TABİÎ VE SOSYAL KANUNLAR İLE

İLÂHÎ KANUNLAR ARASINDAKİ UYUM

 

Adil bir düzenin iki kaynağı vardır;

A) Biri, iyi bir sistemle düzenlenmiş olması,

B) Diğeri, bu sistemde görev alanların bu sisteme inanmış olmalarıdır.

Tabiî ve sosyal kanunlara uymayan ve uyum sağlamayan bir düzenleme, adalet değil zulüm kaynağı olur. Meselâ, erkeklerin de çocuk doğurması gerekir maddesini koyup da doğum yapmayan erkeklere biner altın ceza uygulaması yapsak, bu anormal uygulama zulüm olmaz mı?

Tabiî ve sosyal kanunların inananların dilindeki adı; 'ilâhî kanunlar' veya 'sünnetullah'tır. Maddî düzenlemelerde ilâhî kanunlar ile tabiî ve sosyal kanunların verdiği sonuçlar arasında bir fark yoksa mesele yoktur. Ancak bu suretle oluşmuş kurallar bütününü uygulayacak olanların buna 'inanmaları' ve uygulama gayreti göstermeleri için 'mü'min' olmaları gerekir. İnanan kimse, Allah'a inanmayan kör kuvvetlerin peşine ne diye düşsün? İşte bu gerekçelerden dolayı inananlar farklı ve haklıdır.

İslâmiyet'e göre;

Bir dinin hak din olabilmesi için akıl yoluyla tesbit edilen tabiî ve sosyal kanunlar ile Kitap ve Sünnet açısından tesbit edilen ilâhî kanunlar arasında paralellik olmalıdır. Ancak o zaman o din 'hak din' olabilir. Aksi olursa 'bâtıl din' olur.

İslâmiyet'te; yerine göre,  dinsizlik, bâtıl dinden daha iyidir.

Zehirle yiyeceği ayırdetmek gerekir. Zehiri hiç almamak almaktan çok iyidir. Ama insan gıdasız yaşayamaz. Yaşayabilmesi beslenebilmesine bağlıdır.
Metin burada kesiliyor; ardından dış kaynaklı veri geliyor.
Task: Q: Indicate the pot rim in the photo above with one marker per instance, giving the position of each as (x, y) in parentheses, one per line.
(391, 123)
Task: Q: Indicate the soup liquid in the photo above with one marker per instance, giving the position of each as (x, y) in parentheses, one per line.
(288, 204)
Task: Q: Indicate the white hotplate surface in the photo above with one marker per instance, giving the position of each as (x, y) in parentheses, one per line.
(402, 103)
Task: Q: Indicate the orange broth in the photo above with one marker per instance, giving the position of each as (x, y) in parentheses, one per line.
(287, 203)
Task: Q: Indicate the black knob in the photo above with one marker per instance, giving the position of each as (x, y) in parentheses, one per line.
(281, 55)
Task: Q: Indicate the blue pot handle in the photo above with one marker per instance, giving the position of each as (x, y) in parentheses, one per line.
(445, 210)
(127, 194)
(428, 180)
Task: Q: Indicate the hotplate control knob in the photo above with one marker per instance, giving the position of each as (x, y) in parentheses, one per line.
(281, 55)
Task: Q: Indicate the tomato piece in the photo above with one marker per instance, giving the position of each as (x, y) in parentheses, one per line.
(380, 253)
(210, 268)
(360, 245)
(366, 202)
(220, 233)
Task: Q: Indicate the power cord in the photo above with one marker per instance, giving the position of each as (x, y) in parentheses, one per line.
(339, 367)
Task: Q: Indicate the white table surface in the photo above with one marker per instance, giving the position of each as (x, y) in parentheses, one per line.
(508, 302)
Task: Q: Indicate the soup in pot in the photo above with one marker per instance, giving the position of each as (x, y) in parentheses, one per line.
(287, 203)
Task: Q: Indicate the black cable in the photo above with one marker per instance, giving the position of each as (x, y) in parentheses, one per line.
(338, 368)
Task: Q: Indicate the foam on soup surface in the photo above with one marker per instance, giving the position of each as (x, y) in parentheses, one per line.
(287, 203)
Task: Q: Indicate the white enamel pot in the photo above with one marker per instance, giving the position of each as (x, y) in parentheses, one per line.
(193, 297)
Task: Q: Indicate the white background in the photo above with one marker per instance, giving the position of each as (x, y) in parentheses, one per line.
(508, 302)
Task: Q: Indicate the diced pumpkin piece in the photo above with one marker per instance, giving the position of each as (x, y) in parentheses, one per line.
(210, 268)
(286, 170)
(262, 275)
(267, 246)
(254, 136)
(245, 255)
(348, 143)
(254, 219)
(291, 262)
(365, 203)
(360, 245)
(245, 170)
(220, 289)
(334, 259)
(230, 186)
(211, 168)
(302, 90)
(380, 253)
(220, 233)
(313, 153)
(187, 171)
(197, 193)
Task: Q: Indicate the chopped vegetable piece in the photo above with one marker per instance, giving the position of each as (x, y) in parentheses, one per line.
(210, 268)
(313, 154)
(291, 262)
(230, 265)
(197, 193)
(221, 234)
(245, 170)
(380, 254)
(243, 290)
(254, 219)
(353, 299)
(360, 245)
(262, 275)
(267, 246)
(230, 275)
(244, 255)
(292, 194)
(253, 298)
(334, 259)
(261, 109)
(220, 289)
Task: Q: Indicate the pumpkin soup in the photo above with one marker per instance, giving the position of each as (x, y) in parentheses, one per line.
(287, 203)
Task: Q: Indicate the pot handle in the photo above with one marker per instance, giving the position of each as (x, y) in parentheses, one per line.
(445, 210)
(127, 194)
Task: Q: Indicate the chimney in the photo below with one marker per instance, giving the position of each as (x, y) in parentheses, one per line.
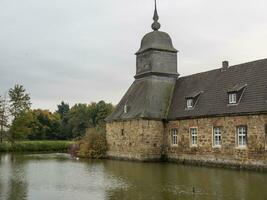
(225, 65)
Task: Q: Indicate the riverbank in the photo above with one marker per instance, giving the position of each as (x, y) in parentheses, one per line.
(38, 146)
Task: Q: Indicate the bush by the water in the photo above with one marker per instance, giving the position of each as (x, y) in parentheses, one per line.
(31, 146)
(93, 144)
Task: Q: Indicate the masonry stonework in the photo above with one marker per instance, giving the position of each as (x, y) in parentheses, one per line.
(135, 139)
(254, 154)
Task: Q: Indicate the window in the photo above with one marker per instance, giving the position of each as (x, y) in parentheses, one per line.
(193, 133)
(232, 98)
(217, 137)
(189, 103)
(242, 136)
(174, 137)
(125, 109)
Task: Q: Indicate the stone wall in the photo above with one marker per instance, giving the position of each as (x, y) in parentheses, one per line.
(255, 154)
(151, 140)
(135, 139)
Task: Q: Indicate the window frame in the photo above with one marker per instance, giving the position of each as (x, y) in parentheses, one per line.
(232, 100)
(193, 142)
(243, 135)
(174, 137)
(189, 103)
(216, 135)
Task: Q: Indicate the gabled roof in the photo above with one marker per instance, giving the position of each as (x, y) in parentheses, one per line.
(215, 85)
(147, 98)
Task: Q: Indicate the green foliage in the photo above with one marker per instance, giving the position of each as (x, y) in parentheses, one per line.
(82, 116)
(19, 100)
(45, 125)
(3, 117)
(93, 144)
(21, 126)
(63, 109)
(98, 112)
(34, 146)
(78, 120)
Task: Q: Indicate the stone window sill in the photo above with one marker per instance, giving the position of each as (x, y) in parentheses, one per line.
(216, 147)
(241, 148)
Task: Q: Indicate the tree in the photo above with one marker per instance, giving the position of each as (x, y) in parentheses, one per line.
(78, 120)
(19, 100)
(63, 109)
(21, 126)
(99, 111)
(44, 125)
(3, 116)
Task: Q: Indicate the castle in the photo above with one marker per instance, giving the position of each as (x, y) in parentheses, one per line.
(218, 117)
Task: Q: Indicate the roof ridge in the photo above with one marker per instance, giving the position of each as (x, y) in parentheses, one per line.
(232, 66)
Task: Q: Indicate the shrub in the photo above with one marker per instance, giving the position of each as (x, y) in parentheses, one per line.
(93, 144)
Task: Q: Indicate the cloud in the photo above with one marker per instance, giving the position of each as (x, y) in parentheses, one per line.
(83, 51)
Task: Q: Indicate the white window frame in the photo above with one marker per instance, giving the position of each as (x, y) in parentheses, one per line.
(125, 109)
(217, 136)
(265, 133)
(232, 98)
(189, 103)
(174, 137)
(242, 136)
(193, 137)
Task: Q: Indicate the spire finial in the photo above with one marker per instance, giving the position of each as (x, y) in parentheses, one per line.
(156, 25)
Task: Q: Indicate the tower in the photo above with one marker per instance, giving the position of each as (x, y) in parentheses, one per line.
(135, 130)
(156, 56)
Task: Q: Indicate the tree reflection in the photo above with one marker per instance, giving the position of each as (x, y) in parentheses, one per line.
(13, 182)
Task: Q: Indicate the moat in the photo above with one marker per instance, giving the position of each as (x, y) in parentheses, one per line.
(57, 176)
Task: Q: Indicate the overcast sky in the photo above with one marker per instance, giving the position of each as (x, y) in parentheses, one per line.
(81, 51)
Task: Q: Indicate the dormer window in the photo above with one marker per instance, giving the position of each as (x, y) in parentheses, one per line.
(232, 98)
(190, 103)
(192, 100)
(235, 94)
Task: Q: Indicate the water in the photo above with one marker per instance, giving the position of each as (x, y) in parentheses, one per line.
(57, 176)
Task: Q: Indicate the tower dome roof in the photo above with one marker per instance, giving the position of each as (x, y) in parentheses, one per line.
(157, 40)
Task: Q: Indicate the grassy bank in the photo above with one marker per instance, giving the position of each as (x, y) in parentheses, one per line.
(32, 146)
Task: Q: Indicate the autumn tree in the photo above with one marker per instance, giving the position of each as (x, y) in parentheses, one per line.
(19, 100)
(20, 104)
(3, 116)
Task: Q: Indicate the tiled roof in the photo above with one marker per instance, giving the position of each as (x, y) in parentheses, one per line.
(214, 87)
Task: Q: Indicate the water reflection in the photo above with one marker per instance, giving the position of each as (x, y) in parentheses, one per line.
(57, 176)
(13, 182)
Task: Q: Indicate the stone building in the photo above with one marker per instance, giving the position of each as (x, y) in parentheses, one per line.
(215, 117)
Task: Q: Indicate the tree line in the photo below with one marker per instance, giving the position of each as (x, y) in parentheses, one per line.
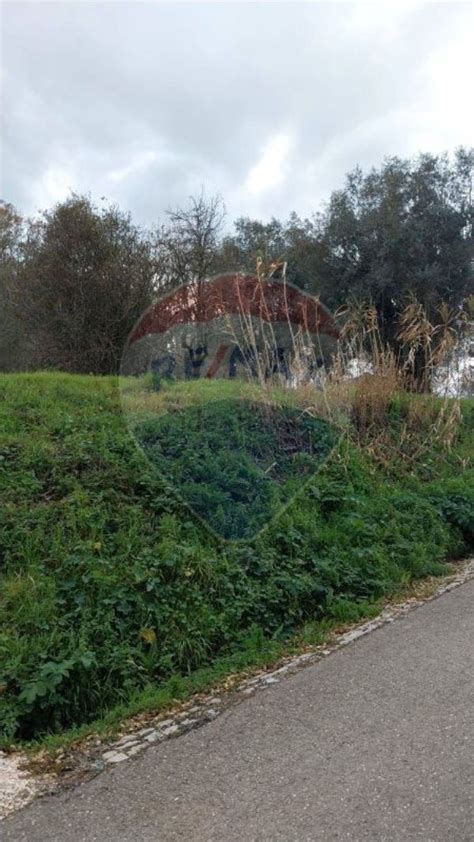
(75, 278)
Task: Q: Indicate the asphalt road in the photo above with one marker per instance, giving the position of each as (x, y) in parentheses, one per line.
(376, 742)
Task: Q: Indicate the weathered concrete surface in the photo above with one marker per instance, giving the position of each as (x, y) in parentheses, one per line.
(374, 743)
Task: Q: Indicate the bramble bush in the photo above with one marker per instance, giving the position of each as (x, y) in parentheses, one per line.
(108, 586)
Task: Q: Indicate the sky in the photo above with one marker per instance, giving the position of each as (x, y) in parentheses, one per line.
(268, 104)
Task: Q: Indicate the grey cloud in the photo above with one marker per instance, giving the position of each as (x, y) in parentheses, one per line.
(144, 103)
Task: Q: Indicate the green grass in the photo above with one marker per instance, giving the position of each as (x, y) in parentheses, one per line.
(115, 597)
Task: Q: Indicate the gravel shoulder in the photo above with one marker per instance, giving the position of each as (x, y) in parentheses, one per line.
(375, 742)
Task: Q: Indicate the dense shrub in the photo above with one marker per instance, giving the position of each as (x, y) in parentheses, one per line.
(108, 585)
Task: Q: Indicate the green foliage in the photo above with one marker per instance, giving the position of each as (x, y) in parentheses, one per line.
(109, 588)
(236, 463)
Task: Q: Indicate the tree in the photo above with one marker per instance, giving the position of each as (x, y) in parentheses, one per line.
(86, 276)
(405, 229)
(187, 247)
(12, 339)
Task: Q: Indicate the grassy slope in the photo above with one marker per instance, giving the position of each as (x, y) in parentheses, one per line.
(108, 587)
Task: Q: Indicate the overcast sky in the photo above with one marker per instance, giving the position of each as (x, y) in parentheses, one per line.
(268, 104)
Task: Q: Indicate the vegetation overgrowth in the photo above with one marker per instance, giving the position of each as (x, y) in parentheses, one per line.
(110, 588)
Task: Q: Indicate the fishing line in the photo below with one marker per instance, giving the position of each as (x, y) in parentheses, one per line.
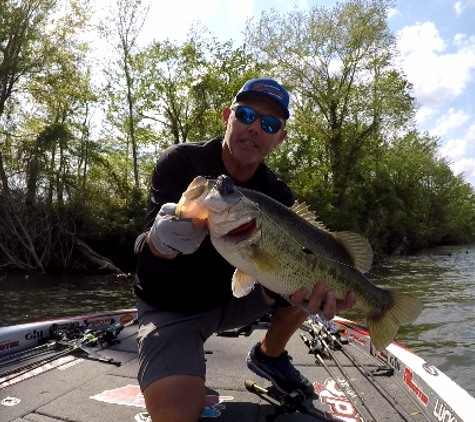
(392, 401)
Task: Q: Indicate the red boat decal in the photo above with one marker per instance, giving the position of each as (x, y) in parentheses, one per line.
(130, 395)
(442, 413)
(340, 406)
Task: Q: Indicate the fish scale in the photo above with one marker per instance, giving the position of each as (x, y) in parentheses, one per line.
(286, 249)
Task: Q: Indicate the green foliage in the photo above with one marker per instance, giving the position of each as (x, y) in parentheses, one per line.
(76, 156)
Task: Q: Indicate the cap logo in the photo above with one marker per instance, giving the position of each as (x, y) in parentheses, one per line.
(268, 89)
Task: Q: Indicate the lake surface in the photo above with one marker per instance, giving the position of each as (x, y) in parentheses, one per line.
(443, 278)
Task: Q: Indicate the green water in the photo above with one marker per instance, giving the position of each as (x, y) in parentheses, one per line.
(443, 278)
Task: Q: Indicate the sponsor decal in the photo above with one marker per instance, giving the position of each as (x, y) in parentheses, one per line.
(340, 406)
(407, 378)
(34, 335)
(10, 401)
(358, 338)
(8, 345)
(430, 369)
(130, 395)
(269, 89)
(98, 322)
(125, 319)
(16, 378)
(442, 413)
(388, 358)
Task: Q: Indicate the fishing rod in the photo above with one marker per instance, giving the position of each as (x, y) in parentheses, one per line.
(287, 403)
(317, 349)
(316, 330)
(81, 340)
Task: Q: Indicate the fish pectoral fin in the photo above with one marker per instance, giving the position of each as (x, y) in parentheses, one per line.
(242, 283)
(359, 249)
(301, 209)
(383, 327)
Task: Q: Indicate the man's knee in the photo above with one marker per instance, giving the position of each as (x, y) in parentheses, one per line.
(178, 398)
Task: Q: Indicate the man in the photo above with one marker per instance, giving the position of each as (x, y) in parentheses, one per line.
(183, 285)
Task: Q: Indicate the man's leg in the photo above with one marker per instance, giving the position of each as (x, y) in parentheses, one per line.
(178, 398)
(285, 322)
(172, 363)
(270, 360)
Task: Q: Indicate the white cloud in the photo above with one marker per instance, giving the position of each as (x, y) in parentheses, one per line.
(454, 148)
(393, 12)
(240, 10)
(439, 71)
(458, 6)
(424, 113)
(466, 166)
(451, 120)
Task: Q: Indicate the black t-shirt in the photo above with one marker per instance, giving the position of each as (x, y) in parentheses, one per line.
(199, 281)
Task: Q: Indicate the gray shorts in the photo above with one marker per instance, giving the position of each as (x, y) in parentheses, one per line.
(171, 343)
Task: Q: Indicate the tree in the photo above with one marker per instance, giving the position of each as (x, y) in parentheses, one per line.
(346, 91)
(126, 24)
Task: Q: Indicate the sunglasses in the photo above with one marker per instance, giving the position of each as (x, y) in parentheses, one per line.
(247, 116)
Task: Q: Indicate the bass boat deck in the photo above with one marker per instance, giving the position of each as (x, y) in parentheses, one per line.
(83, 369)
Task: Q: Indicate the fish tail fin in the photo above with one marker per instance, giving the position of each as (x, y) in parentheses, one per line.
(402, 310)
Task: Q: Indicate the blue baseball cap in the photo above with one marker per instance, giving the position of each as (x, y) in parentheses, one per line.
(266, 88)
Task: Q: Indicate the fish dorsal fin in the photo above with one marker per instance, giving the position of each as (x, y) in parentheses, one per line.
(301, 209)
(359, 249)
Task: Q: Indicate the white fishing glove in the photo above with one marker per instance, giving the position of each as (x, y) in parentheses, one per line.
(171, 234)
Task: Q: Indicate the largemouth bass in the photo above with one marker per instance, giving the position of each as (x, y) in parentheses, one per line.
(285, 248)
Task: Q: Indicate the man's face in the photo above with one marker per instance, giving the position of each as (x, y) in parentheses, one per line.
(249, 144)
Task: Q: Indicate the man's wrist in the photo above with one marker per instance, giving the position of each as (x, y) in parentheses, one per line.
(158, 253)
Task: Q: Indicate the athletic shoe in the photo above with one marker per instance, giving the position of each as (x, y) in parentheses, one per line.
(280, 371)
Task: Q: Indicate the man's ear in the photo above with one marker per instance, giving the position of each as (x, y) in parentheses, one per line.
(282, 136)
(225, 114)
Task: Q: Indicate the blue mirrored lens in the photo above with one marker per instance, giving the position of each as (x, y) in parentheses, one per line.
(247, 116)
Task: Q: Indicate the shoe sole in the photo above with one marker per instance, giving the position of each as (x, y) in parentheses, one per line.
(254, 368)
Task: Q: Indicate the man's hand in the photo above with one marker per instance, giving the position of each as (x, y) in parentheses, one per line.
(323, 299)
(171, 235)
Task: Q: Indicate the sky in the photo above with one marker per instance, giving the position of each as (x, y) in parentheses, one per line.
(436, 39)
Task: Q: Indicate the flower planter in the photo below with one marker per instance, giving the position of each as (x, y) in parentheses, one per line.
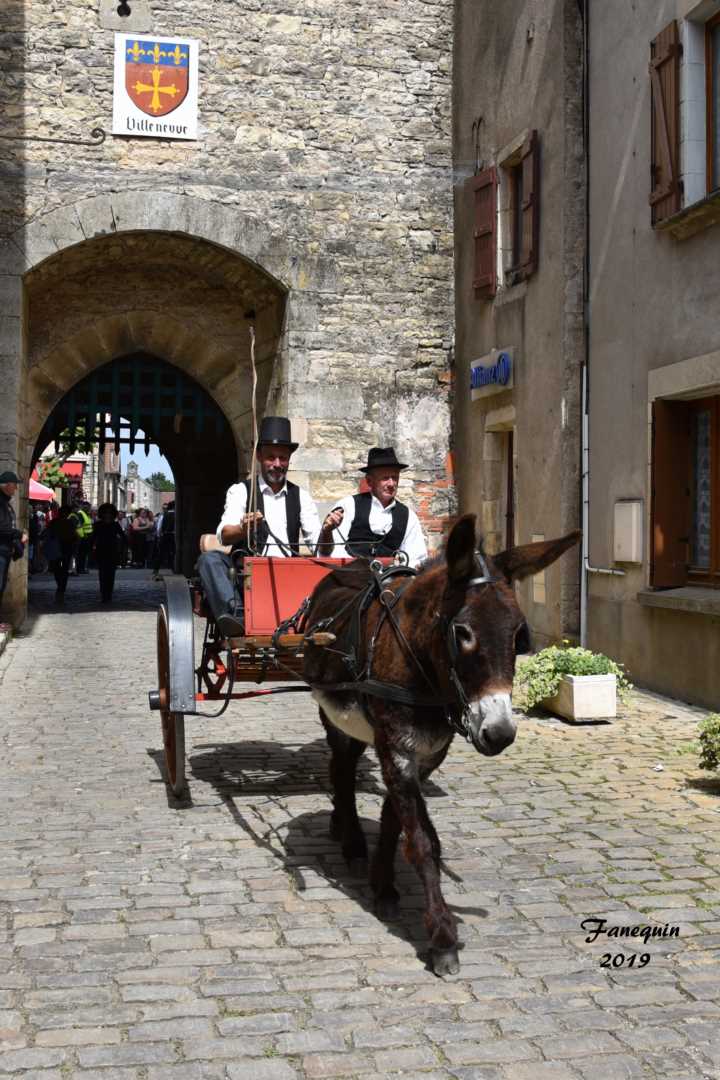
(584, 698)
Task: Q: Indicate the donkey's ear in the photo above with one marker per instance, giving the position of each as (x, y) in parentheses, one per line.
(518, 563)
(460, 551)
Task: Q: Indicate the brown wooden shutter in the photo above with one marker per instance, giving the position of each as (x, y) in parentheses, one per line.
(670, 494)
(530, 165)
(665, 194)
(484, 187)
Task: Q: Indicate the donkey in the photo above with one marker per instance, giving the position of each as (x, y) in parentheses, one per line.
(437, 656)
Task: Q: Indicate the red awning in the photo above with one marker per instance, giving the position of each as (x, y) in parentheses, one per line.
(72, 468)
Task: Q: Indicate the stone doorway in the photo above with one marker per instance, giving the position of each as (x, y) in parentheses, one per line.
(163, 298)
(143, 393)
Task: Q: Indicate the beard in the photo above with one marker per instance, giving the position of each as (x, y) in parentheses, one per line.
(275, 474)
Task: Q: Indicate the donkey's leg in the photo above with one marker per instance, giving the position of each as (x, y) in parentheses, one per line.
(345, 752)
(422, 850)
(382, 874)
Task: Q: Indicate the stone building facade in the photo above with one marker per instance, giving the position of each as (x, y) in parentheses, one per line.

Alınacak şeyin gıda değeri ve doğruluğu, onun sosyal ve tabiî kanunlara uygunluğu ile bilinir ve anlaşılır.

 

*    *   *

 

Yazara göre,

Şeriatta ferdin ve toplumun iradesi yoktur.

 

"B- İslâm devleti'nin "en ziyade mutluluk yaratan" devlet olduğu inancı.

İslâm devleti'nin "en ideal" ve "en ziyade mutluluk" yaratan devlet olduğu inancı daha İslâm'ın ortaya çıktığı ve devlet şeklinde örgütlendiği ilk anlardan itibaren benimsenen ve doktrin haline getirilmek istenilen bir fikir olmuştur...(s. 46)

Yüzyıllar içerisinde bu fikirler, Şeriat ülkelerinin en despotik devlet ve hükümet sistemleriyle yönetildikleri zamanlarda dahi bu şekilde işlenegelmiştir. İşlenirken de Arap Peygamberi Muhammed'in ilk kurmuş olduğu Devlet'in "Demokratik" ve "Cumhurî" bir devlet olduğu, onu izleyen ilk dört halife döneminde bu niteliklerin korunduğu, ve fakat... Oysa ki, ilerde de uzun uzadıya göreceğimiz gibi, İslâm'ın ilk öz şekline dayalı Şeriat devleti, aslında ne CUMHURİ ve ne de DEMOKRATİK bir devlet olabilmiştir...(s. 47)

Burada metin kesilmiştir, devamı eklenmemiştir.